Dr. Ellie Sattler and the sick Triceratops. Image taken from here.

You can watch the Triceratops poop clip here. The giant Triceratops poop pile is towards the end of the clip.

Alas, as I became older I realized that the movie “Jurassic Park” is riddled with scientific mistakes– and not just the whole crazy premise that dinosaurs can be made from ancient mosquitoes preserved in amber. The Michael Crichton book is somewhat more accurate but still has mistakes. I won’t go into all of the mistakes here, but you can read about the movie’s many inaccuracies here and here.

I’ll just go into a few of the “Jurassic Park” inaccuracies here.

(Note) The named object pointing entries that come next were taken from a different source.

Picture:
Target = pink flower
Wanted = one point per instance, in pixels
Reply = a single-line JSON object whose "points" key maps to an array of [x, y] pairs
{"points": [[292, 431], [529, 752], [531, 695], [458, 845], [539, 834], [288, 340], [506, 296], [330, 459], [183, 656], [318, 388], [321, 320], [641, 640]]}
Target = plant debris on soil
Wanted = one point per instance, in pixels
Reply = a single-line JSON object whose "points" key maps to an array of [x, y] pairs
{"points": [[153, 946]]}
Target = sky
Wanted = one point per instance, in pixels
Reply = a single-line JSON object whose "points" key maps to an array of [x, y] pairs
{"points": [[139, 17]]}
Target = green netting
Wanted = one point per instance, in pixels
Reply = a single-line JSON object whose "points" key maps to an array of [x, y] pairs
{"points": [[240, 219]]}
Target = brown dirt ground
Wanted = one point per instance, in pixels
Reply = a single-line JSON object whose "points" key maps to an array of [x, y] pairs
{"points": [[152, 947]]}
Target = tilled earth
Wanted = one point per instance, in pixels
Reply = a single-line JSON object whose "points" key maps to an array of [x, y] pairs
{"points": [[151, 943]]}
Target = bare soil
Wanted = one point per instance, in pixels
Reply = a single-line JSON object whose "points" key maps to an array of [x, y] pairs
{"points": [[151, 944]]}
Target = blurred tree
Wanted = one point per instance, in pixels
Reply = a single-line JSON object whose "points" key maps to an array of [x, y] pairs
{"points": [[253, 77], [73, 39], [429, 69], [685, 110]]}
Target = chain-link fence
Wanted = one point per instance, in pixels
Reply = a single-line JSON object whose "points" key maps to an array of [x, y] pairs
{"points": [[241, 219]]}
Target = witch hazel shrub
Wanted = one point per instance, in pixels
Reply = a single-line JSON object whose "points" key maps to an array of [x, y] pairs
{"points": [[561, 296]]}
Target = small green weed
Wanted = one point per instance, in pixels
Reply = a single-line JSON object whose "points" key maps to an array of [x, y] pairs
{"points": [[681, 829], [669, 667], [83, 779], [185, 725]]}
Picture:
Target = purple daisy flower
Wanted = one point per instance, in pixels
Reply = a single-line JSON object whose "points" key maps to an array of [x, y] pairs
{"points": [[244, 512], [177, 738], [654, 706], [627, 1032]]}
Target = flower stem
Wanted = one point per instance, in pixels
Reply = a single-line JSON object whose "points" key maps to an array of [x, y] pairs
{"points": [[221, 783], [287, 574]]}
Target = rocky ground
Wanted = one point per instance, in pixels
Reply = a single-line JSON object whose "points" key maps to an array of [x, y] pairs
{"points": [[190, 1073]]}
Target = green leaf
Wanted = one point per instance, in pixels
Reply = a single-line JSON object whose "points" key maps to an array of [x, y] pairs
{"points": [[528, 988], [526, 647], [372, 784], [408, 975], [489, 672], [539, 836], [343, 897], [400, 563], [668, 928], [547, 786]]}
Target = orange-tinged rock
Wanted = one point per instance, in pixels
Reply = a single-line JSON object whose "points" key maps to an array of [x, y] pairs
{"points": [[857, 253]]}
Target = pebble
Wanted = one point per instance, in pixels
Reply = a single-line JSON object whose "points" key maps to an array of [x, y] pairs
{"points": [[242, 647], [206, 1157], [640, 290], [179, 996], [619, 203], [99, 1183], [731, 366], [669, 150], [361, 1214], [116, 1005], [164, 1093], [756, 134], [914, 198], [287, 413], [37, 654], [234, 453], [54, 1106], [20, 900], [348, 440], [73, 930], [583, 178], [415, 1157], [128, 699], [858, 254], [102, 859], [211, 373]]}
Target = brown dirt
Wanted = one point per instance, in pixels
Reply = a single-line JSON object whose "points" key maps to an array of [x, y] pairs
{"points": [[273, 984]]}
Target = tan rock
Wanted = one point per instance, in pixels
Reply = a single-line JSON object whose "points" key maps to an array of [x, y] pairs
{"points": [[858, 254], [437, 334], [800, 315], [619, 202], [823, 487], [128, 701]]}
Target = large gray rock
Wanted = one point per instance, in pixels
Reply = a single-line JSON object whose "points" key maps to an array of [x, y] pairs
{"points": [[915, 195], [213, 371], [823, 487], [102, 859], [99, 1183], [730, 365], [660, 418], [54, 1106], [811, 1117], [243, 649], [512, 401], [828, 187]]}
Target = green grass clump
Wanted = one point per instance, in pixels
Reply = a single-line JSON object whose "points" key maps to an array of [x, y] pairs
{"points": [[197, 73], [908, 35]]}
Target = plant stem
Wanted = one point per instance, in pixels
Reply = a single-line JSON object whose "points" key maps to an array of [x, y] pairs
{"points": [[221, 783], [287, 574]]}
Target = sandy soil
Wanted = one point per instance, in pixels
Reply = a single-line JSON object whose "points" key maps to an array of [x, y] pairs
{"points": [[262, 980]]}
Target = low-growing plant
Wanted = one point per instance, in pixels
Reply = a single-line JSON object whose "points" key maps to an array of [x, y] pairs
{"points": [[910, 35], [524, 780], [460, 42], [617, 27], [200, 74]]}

One of the inaccuracies is, sadly, that the pile of triceratops poop is far too large. Based on coprolites, dinosaur poop was likely smaller than the giant piles portrayed in the movie. So, I guess if I’m ever stuck on a crazy dinosaur theme park island and have to figure out why a dinosaur is sick, I won’t have to stick my hands in quite such a large poop pile. Also, Velociraptors were smaller than portrayed in the movie and were feathered. T-Rex probably could see you, even if you stayed perfectly still. Dilophosaurus (the poisonous spitting dinosaur)  was larger and probably did not have a cool frill. There is also no evidence that Dilophosaurus had any sort of poison spit.

The less-scary but more realistic feathered Velociraptor. Image taken from Wikipedia Commons here.

Despite now knowing the inaccuracies of the frill and the poison spit, I still really like the Dilophosaurus toy I had as a child. I used to make him (her?) spit at my younger sister when she tried to enter my room or when she was annoying me. Sorry about that, sis. By the way, this toy makes a delightfully horrible screeching sound when you move the Dilophosaurus’s front arm.

Dilophosaurus toy, like the one I had as a kid. Image taken from here.
Dilophosaurus in Jurassic Park. Image taken from here.

The biggest mistake in the movie and book? The name of the park. Many of the dinosaurs portrayed in the movie were not alive during the Jurassic period at all. T-Rex, Velociraptors and Triceratops, for instance, all lived during the later Cretaceous period. So, the park should probably have been named “Cretaceous Park” not “Jurassic Park.”